Overeenkomstig artikel 13:3, § 2 WVV zal ik een verslag opmaken over het verrichtingsvoorstel en de staat van activa en passiva dd. 31/01/2021. Als commissaris dien ik het commissarisverslag op te stellen over de jaarrekeningen van de te splitsen VZW.
Vraag 1: De te splitsen VZW dient een jaarrekening op te maken over de periode van 1 januari 2020 tot 31 december 2020. De jaarlijkse Algemene Vergadering gaat normaal pas door in juni 2021. Kan de splitsing van de VZW voltrokken worden vóór de goedkeuring van de jaarrekening over boekjaar 2020 waarbij de Algemene Vergaderingen van elke verkrijgende VZW pas later de jaarrekening zouden goedkeuren? Of dient deze voorafgaandelijk aan de splitsing te worden goedgekeurd?
Vraag 2: Dient een jaarrekening te worden opgemaakt over de periode van 1 januari 2021 tot de datum van de akte, zijnde 22 april 2021? Heeft de ‘ontbinding' hier ook de afsluiting van het boekjaar tot gevolg zoals bij artikel 2:70 WVV? Of volstaat een jaarrekening opgemaakt over de periode van 1 januari 2021 tot 31 januari 2021, zijnde de datum van de boekhoudkundige retroactiviteit?
Vraag 3: Kan de splitsing van de VZW worden voltrokken vóór de goedkeuring van de jaarrekening over het boekjaar ingaand op 1 januari 2021 waarbij de Algemene Vergaderingen van elke verkrijgende VZW pas later de jaarrekening zouden goedkeuren? Of dient deze voorafgaandelijk aan de splitsing te worden goedgekeurd?”
Advies
Vooreerst wenst het ICCI op te merken dat er sinds de inwerkingtreding van het Wetboek van vennootschappen en verenigingen (WVV) inderdaad de procedure van splitsingen van VZW’s is voorzien zoals bepaald in de artikelen 13:1 t.e.m.13:9 WVV. Deze procedure voorziet bovendien in een bescherming van de belangen van derden (cf. art. 13:1, § 2, 2° WVV).

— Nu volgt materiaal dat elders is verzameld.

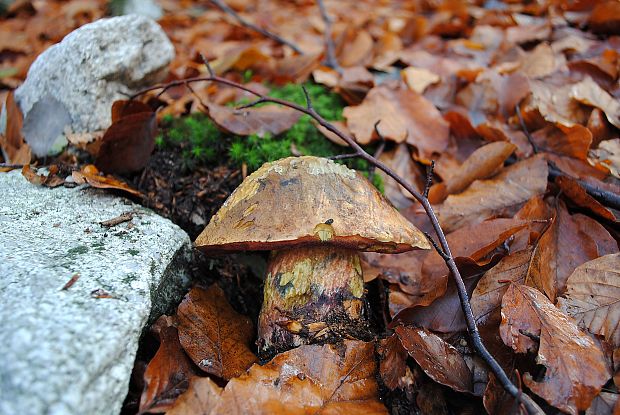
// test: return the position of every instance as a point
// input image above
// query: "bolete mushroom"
(314, 215)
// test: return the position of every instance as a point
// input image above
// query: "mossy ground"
(201, 142)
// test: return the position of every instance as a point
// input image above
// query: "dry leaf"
(576, 367)
(168, 374)
(403, 115)
(311, 379)
(268, 119)
(215, 336)
(593, 297)
(486, 198)
(439, 360)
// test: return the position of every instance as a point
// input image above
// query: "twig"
(605, 197)
(532, 407)
(228, 10)
(331, 60)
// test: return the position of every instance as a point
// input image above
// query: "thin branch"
(228, 10)
(443, 242)
(331, 60)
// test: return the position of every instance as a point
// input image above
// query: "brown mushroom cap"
(302, 201)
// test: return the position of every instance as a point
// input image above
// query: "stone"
(95, 65)
(71, 350)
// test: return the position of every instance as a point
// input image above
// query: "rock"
(94, 65)
(65, 351)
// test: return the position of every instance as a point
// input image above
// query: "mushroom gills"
(312, 295)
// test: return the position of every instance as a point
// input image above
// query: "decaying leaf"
(268, 119)
(169, 372)
(311, 379)
(404, 116)
(593, 297)
(214, 335)
(576, 368)
(439, 360)
(486, 198)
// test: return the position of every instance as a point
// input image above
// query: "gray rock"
(65, 351)
(94, 65)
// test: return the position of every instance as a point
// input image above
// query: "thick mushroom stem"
(312, 294)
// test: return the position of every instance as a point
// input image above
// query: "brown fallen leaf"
(592, 297)
(169, 372)
(561, 249)
(268, 119)
(200, 397)
(486, 198)
(311, 379)
(90, 174)
(393, 363)
(576, 368)
(213, 334)
(404, 116)
(439, 360)
(128, 143)
(481, 164)
(12, 143)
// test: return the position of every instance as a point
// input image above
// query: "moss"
(202, 143)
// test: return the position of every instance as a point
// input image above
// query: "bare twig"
(331, 60)
(478, 345)
(228, 10)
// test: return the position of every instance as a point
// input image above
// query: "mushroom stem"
(312, 295)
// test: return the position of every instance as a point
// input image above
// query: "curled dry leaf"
(481, 164)
(593, 297)
(128, 143)
(268, 119)
(561, 249)
(89, 174)
(168, 374)
(215, 336)
(486, 198)
(576, 368)
(404, 115)
(439, 360)
(311, 379)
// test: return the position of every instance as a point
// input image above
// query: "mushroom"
(315, 216)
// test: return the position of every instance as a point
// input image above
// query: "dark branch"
(331, 60)
(228, 10)
(443, 243)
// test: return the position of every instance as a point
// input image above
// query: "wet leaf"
(404, 115)
(439, 360)
(592, 297)
(576, 368)
(168, 374)
(486, 198)
(268, 119)
(310, 379)
(215, 336)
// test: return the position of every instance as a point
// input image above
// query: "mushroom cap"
(306, 201)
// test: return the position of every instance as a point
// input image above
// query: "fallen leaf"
(213, 334)
(590, 93)
(561, 249)
(200, 397)
(439, 360)
(12, 143)
(127, 144)
(268, 119)
(486, 198)
(592, 297)
(404, 116)
(311, 379)
(576, 368)
(481, 164)
(168, 374)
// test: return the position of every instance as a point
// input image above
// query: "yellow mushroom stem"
(312, 295)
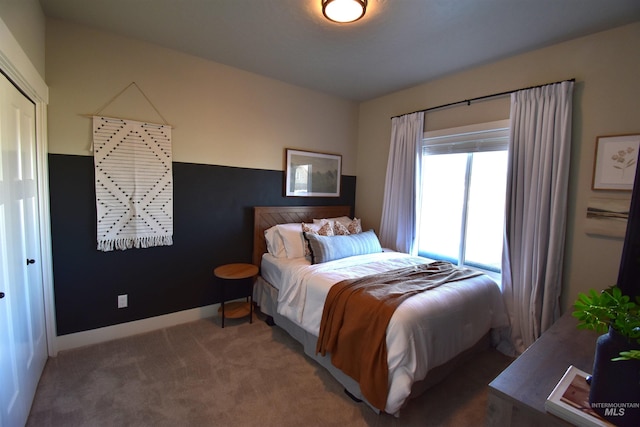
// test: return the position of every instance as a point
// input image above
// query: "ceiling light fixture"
(344, 10)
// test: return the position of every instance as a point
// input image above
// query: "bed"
(429, 333)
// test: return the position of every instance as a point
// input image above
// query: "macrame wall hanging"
(134, 182)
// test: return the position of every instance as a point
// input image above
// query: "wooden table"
(517, 395)
(234, 272)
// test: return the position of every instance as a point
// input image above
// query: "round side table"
(228, 274)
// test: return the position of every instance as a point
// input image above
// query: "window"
(461, 208)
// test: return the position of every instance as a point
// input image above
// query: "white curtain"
(398, 224)
(536, 209)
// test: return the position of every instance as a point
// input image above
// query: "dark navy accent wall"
(213, 225)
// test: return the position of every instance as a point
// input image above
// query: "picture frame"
(312, 174)
(569, 400)
(615, 162)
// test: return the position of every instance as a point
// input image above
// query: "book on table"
(569, 400)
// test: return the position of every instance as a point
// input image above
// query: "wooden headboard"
(265, 217)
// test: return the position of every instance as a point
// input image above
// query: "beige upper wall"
(221, 115)
(26, 21)
(606, 67)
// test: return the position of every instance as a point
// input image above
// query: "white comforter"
(425, 331)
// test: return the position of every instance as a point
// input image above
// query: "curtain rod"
(481, 98)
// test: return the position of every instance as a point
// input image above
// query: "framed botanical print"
(311, 174)
(615, 162)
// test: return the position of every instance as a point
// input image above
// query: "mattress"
(426, 330)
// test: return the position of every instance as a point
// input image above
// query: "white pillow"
(342, 226)
(345, 220)
(275, 245)
(292, 238)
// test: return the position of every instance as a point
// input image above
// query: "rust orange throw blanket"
(356, 315)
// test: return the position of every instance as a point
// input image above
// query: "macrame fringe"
(134, 242)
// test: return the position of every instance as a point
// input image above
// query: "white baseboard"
(95, 336)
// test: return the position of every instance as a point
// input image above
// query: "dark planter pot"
(615, 386)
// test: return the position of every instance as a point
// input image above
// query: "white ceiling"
(398, 44)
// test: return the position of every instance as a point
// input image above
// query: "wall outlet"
(123, 301)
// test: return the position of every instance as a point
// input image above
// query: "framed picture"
(615, 162)
(569, 400)
(310, 174)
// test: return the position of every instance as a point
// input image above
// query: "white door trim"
(15, 63)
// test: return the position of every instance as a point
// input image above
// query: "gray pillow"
(329, 248)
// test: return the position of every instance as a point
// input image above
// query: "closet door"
(23, 349)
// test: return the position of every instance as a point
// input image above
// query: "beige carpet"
(199, 374)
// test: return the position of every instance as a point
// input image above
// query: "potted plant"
(615, 381)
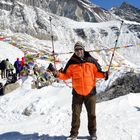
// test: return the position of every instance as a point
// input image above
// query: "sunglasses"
(78, 49)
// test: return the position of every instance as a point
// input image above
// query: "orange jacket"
(83, 73)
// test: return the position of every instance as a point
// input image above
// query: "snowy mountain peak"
(79, 10)
(127, 12)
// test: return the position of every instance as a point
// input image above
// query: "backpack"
(11, 79)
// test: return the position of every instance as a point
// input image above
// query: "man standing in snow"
(83, 69)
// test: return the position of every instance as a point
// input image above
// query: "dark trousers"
(77, 102)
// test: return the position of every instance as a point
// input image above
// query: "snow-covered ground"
(45, 114)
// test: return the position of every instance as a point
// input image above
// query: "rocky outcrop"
(128, 83)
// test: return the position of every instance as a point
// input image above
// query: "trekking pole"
(50, 19)
(115, 47)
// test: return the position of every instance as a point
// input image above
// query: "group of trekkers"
(12, 72)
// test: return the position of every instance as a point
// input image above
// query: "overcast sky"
(107, 4)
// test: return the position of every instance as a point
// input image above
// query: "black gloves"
(106, 75)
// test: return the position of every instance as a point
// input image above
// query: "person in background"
(3, 69)
(18, 67)
(22, 61)
(83, 69)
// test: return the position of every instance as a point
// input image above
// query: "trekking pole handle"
(115, 46)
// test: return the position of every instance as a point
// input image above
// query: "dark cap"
(79, 45)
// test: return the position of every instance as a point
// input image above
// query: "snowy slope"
(45, 114)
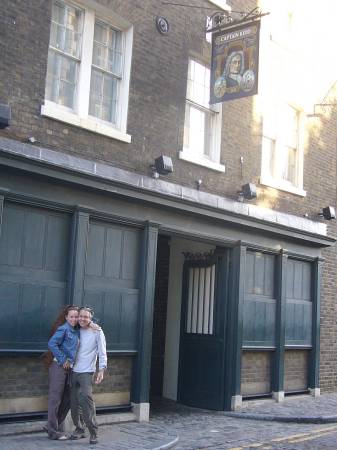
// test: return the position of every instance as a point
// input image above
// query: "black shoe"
(77, 434)
(93, 439)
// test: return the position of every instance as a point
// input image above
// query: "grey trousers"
(58, 399)
(82, 402)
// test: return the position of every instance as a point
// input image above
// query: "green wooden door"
(111, 281)
(201, 356)
(34, 246)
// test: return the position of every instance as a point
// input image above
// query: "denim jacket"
(64, 343)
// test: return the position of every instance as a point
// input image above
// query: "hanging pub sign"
(235, 62)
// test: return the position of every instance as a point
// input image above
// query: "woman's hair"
(48, 356)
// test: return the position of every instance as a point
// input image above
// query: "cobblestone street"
(183, 428)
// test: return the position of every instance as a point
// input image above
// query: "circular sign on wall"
(162, 25)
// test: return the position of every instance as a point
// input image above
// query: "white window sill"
(201, 161)
(221, 4)
(282, 186)
(64, 115)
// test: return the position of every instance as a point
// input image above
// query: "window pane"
(290, 126)
(103, 96)
(268, 151)
(196, 130)
(198, 84)
(61, 79)
(107, 51)
(289, 165)
(66, 29)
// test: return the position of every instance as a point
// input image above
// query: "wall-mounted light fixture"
(328, 213)
(248, 191)
(319, 107)
(5, 115)
(162, 166)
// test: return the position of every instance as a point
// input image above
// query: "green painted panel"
(130, 262)
(54, 299)
(34, 239)
(33, 274)
(29, 314)
(259, 306)
(111, 321)
(129, 320)
(269, 279)
(249, 281)
(298, 321)
(9, 300)
(113, 253)
(96, 245)
(259, 273)
(111, 284)
(298, 324)
(11, 236)
(57, 243)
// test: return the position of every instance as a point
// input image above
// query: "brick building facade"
(84, 221)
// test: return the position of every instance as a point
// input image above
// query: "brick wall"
(155, 121)
(255, 373)
(296, 370)
(24, 383)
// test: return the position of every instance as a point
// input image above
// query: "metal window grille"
(200, 305)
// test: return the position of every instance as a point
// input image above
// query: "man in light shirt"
(92, 344)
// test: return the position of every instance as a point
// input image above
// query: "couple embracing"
(74, 346)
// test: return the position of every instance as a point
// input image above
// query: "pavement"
(181, 427)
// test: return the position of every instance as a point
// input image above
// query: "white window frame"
(268, 178)
(79, 116)
(188, 154)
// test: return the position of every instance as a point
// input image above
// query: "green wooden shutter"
(111, 284)
(259, 300)
(298, 303)
(34, 246)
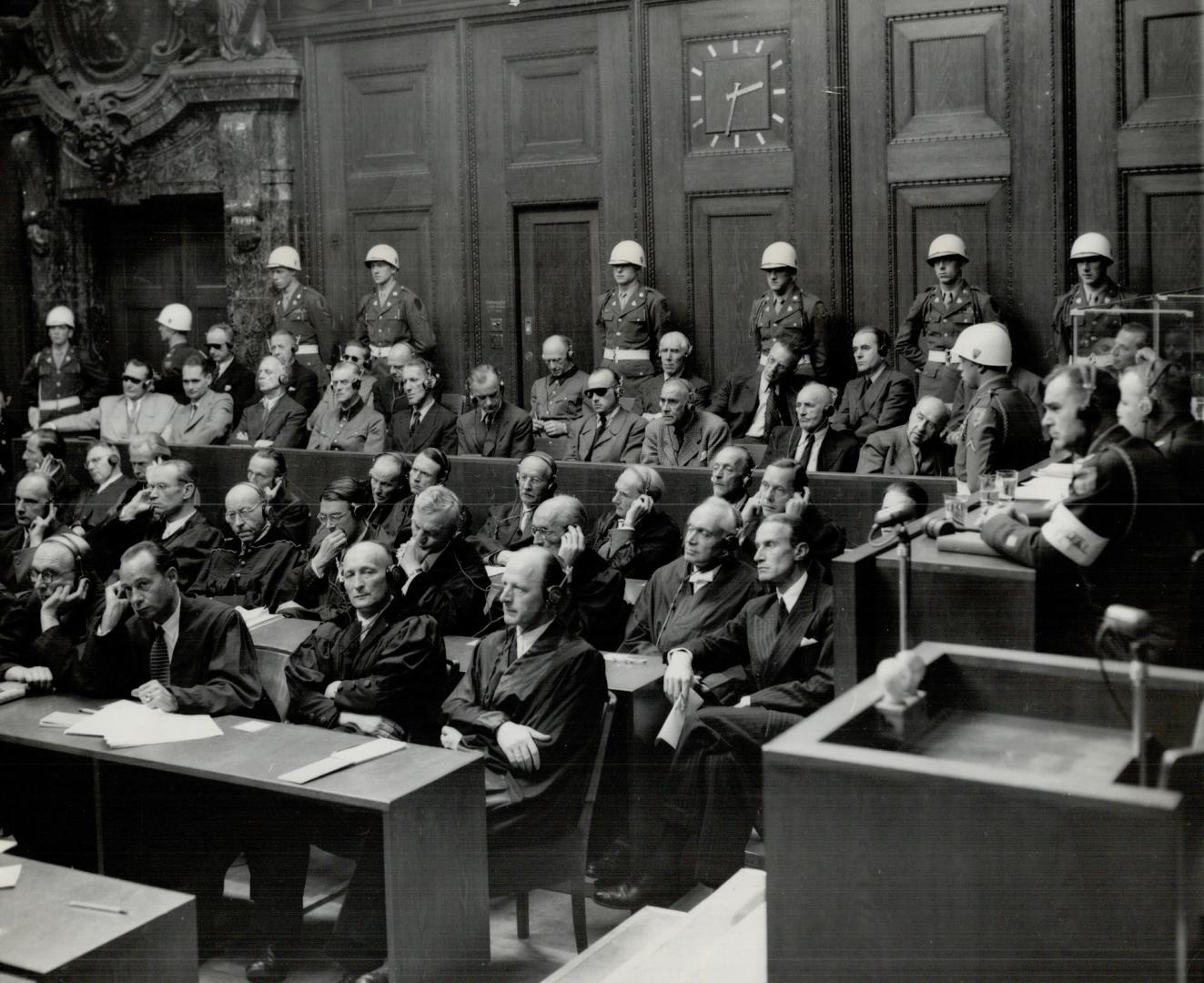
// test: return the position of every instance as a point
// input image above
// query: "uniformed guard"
(631, 317)
(1091, 256)
(301, 309)
(786, 311)
(390, 312)
(939, 315)
(175, 323)
(1002, 427)
(60, 379)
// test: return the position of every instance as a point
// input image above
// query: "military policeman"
(390, 312)
(1120, 536)
(1002, 427)
(175, 323)
(300, 309)
(787, 312)
(631, 317)
(60, 379)
(1091, 256)
(939, 315)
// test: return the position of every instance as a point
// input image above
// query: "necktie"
(160, 665)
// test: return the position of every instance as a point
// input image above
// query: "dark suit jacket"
(284, 425)
(837, 453)
(436, 429)
(884, 402)
(789, 669)
(212, 669)
(619, 443)
(508, 436)
(889, 451)
(737, 399)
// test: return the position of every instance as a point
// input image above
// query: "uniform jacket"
(398, 670)
(838, 451)
(212, 669)
(930, 326)
(284, 425)
(668, 611)
(508, 434)
(401, 317)
(1002, 429)
(621, 442)
(559, 399)
(559, 688)
(789, 666)
(436, 429)
(739, 395)
(155, 414)
(211, 424)
(804, 320)
(704, 435)
(889, 451)
(869, 406)
(359, 429)
(77, 376)
(638, 553)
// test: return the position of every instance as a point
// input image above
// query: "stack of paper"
(127, 725)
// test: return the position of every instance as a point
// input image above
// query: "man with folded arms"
(784, 643)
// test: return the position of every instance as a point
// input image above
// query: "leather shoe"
(268, 968)
(634, 894)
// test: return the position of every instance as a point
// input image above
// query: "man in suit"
(300, 380)
(784, 643)
(814, 442)
(492, 428)
(914, 449)
(880, 397)
(420, 420)
(756, 402)
(556, 398)
(207, 416)
(233, 377)
(137, 410)
(675, 350)
(684, 436)
(637, 536)
(508, 525)
(276, 420)
(611, 432)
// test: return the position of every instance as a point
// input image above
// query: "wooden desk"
(429, 801)
(1001, 841)
(44, 937)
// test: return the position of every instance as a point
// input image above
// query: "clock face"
(738, 93)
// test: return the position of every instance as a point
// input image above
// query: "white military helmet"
(286, 257)
(946, 245)
(629, 252)
(60, 316)
(985, 343)
(778, 254)
(383, 253)
(1091, 245)
(176, 317)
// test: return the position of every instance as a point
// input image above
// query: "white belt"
(626, 354)
(67, 402)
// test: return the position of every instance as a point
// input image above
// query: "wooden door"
(559, 279)
(954, 126)
(157, 253)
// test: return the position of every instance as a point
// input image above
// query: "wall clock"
(738, 93)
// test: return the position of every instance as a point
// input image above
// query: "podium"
(998, 835)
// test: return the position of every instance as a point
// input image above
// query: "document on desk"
(127, 725)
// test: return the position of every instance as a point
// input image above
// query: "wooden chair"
(562, 860)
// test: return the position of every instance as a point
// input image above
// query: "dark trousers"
(713, 793)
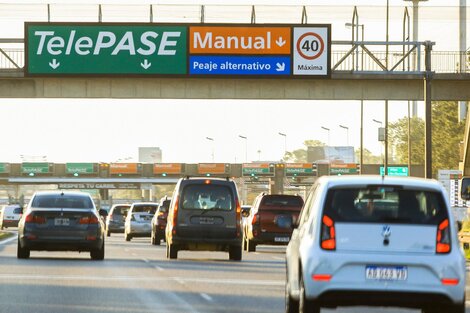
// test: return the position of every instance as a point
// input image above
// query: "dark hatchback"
(204, 215)
(61, 221)
(159, 221)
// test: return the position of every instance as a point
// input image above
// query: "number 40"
(311, 45)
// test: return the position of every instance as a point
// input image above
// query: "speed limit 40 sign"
(311, 51)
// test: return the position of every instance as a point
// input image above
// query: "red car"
(271, 219)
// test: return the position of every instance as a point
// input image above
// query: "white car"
(10, 215)
(139, 220)
(375, 241)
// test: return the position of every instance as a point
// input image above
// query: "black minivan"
(204, 215)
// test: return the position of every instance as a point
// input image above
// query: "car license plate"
(61, 222)
(206, 220)
(386, 272)
(281, 239)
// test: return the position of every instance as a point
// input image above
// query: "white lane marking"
(182, 280)
(8, 240)
(205, 296)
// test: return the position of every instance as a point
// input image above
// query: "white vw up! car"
(375, 241)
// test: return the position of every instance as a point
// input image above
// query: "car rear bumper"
(10, 223)
(61, 244)
(186, 241)
(395, 298)
(422, 284)
(272, 238)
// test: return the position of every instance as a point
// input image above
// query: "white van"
(10, 215)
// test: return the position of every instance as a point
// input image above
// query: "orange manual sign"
(124, 168)
(240, 40)
(167, 168)
(211, 168)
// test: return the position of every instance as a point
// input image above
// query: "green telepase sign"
(105, 49)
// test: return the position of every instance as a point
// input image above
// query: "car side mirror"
(465, 188)
(103, 212)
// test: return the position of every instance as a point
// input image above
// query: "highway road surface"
(135, 277)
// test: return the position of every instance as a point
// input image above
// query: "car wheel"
(235, 253)
(22, 253)
(306, 305)
(292, 306)
(250, 245)
(172, 251)
(97, 254)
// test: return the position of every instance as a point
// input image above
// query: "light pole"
(285, 142)
(347, 133)
(415, 38)
(328, 130)
(211, 139)
(246, 147)
(362, 39)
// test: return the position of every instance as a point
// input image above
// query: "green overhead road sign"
(4, 168)
(105, 49)
(395, 170)
(299, 169)
(80, 168)
(257, 169)
(35, 168)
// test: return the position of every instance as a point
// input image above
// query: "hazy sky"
(72, 130)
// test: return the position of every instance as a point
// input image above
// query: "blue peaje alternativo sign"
(239, 65)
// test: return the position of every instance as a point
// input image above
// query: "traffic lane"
(254, 285)
(259, 273)
(124, 282)
(71, 282)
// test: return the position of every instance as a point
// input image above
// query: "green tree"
(447, 132)
(300, 155)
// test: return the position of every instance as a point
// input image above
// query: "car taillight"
(443, 237)
(89, 220)
(328, 236)
(31, 218)
(175, 216)
(239, 217)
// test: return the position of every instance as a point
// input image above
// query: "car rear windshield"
(207, 196)
(279, 200)
(150, 209)
(165, 205)
(390, 204)
(120, 210)
(62, 201)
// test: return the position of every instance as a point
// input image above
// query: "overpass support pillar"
(276, 184)
(428, 111)
(146, 195)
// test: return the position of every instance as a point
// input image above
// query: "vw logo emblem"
(386, 231)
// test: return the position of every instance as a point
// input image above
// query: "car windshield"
(291, 201)
(208, 196)
(376, 204)
(147, 208)
(62, 201)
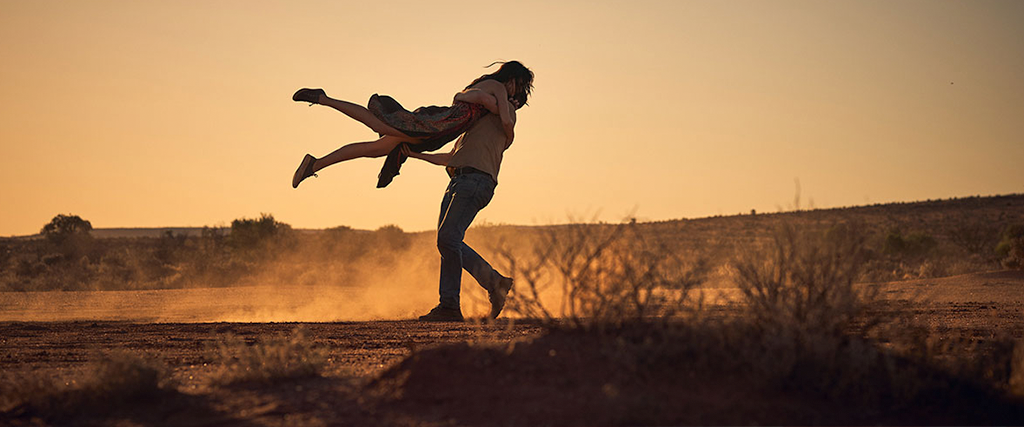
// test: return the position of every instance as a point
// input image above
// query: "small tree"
(70, 233)
(62, 227)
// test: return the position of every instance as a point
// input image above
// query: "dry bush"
(805, 281)
(281, 357)
(117, 381)
(601, 274)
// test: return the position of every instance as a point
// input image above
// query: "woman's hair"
(511, 71)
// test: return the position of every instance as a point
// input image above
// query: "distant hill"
(938, 215)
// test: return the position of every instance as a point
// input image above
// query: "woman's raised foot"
(304, 171)
(308, 95)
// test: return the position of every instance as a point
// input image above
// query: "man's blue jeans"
(465, 196)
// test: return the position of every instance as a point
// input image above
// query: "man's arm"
(439, 159)
(478, 96)
(499, 95)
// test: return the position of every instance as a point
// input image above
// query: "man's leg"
(498, 286)
(465, 197)
(479, 268)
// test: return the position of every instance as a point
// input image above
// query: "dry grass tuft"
(282, 357)
(117, 381)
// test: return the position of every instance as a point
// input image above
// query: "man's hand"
(439, 159)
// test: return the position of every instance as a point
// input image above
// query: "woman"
(424, 129)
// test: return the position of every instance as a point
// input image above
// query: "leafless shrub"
(806, 280)
(280, 357)
(601, 274)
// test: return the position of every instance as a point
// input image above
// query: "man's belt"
(465, 170)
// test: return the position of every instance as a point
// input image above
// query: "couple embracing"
(484, 116)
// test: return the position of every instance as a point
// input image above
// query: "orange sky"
(155, 114)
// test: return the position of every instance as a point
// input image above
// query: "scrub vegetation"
(799, 317)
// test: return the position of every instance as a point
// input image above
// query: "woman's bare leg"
(361, 115)
(376, 148)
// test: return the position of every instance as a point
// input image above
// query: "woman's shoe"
(308, 95)
(304, 171)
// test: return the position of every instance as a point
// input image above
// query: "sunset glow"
(156, 114)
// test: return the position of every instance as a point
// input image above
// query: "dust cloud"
(396, 282)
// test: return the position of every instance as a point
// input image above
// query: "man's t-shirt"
(481, 146)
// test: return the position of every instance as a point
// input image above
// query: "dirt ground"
(368, 358)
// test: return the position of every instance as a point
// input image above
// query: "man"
(473, 166)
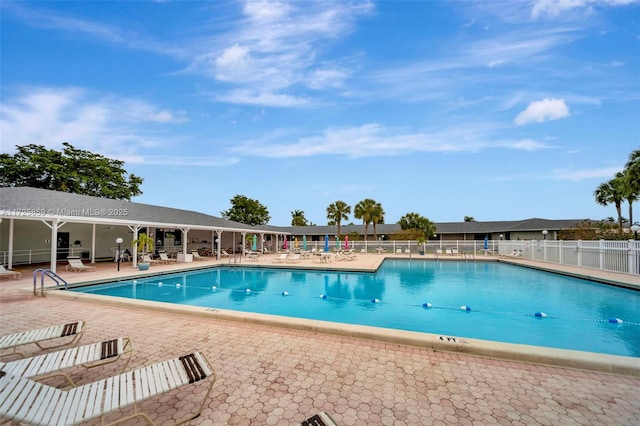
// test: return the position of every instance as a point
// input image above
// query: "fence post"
(633, 263)
(601, 253)
(560, 252)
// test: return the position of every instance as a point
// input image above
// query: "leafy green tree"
(632, 181)
(337, 212)
(246, 210)
(70, 170)
(377, 218)
(365, 210)
(298, 219)
(612, 192)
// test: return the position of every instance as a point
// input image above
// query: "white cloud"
(375, 140)
(50, 116)
(541, 111)
(276, 46)
(579, 175)
(554, 8)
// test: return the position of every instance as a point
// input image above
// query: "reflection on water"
(502, 299)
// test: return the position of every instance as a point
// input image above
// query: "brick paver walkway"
(269, 376)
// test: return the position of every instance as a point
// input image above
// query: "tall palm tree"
(337, 212)
(363, 210)
(612, 192)
(632, 181)
(377, 217)
(298, 219)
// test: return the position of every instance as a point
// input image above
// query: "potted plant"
(143, 243)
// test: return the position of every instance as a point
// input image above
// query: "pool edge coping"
(564, 358)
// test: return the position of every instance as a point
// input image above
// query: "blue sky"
(495, 110)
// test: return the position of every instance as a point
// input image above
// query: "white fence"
(613, 256)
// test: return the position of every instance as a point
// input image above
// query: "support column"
(10, 247)
(55, 225)
(185, 231)
(134, 229)
(93, 243)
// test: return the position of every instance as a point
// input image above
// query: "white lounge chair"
(9, 272)
(147, 259)
(281, 259)
(53, 364)
(76, 265)
(165, 258)
(11, 342)
(26, 401)
(196, 255)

Als antwoord op de eerste en derde vraag, wenst het ICCI aan te halen dat, naar analogie met de splitsing door overneming van vennootschappen ( [1] ) (cf. art. 12:72 WVV), de splitsing van de VZW kan worden voltrokken vóór de datum van goedkeuring van de jaarrekening over boekjaar 2020 (deze kan trouwens ook worden voltrokken vóór de goedkeuring van de jaarrekening over het boekjaar ingaand op 1 januari 2021). In dat geval dient de algemene vergadering van elke verkrijgende VZW de jaarrekening goed te keuren, alsmede dient zij in voorkomend geval te beslissen over de kwijting aan de bestuurs- en toezichtsorganen van de gesplitste VZW ( [2] ). De jaarrekening dient dus niet voorafgaandelijk aan de splitsing te worden goedgekeurd.
Vanuit praktisch – weliswaar niet-juridisch – oogpunt, raadt het ICCI in dit verband echter aan om toch alles af te laten werken, te laten goedkeuren en kwijting te laten verlenen uiterlijk op het moment van de notariële akte.
Als antwoord op de tweede vraag, kan het ICCI stellen dat het bestuursorgaan van de gesplitste VZW haar jaarrekening over het tijdvak begrepen tussen de datum van jaarafsluiting van het laatste boekjaar waarvoor de rekeningen zijn goedgekeurd en de datum vanaf wanneer de handelingen van de te splitsen VZW boekhoudkundig worden geacht te zijn verricht voor rekening van een van de verkrijgende vennootschappen (in casu 31 januari 2021), dient op te maken ( [3] ).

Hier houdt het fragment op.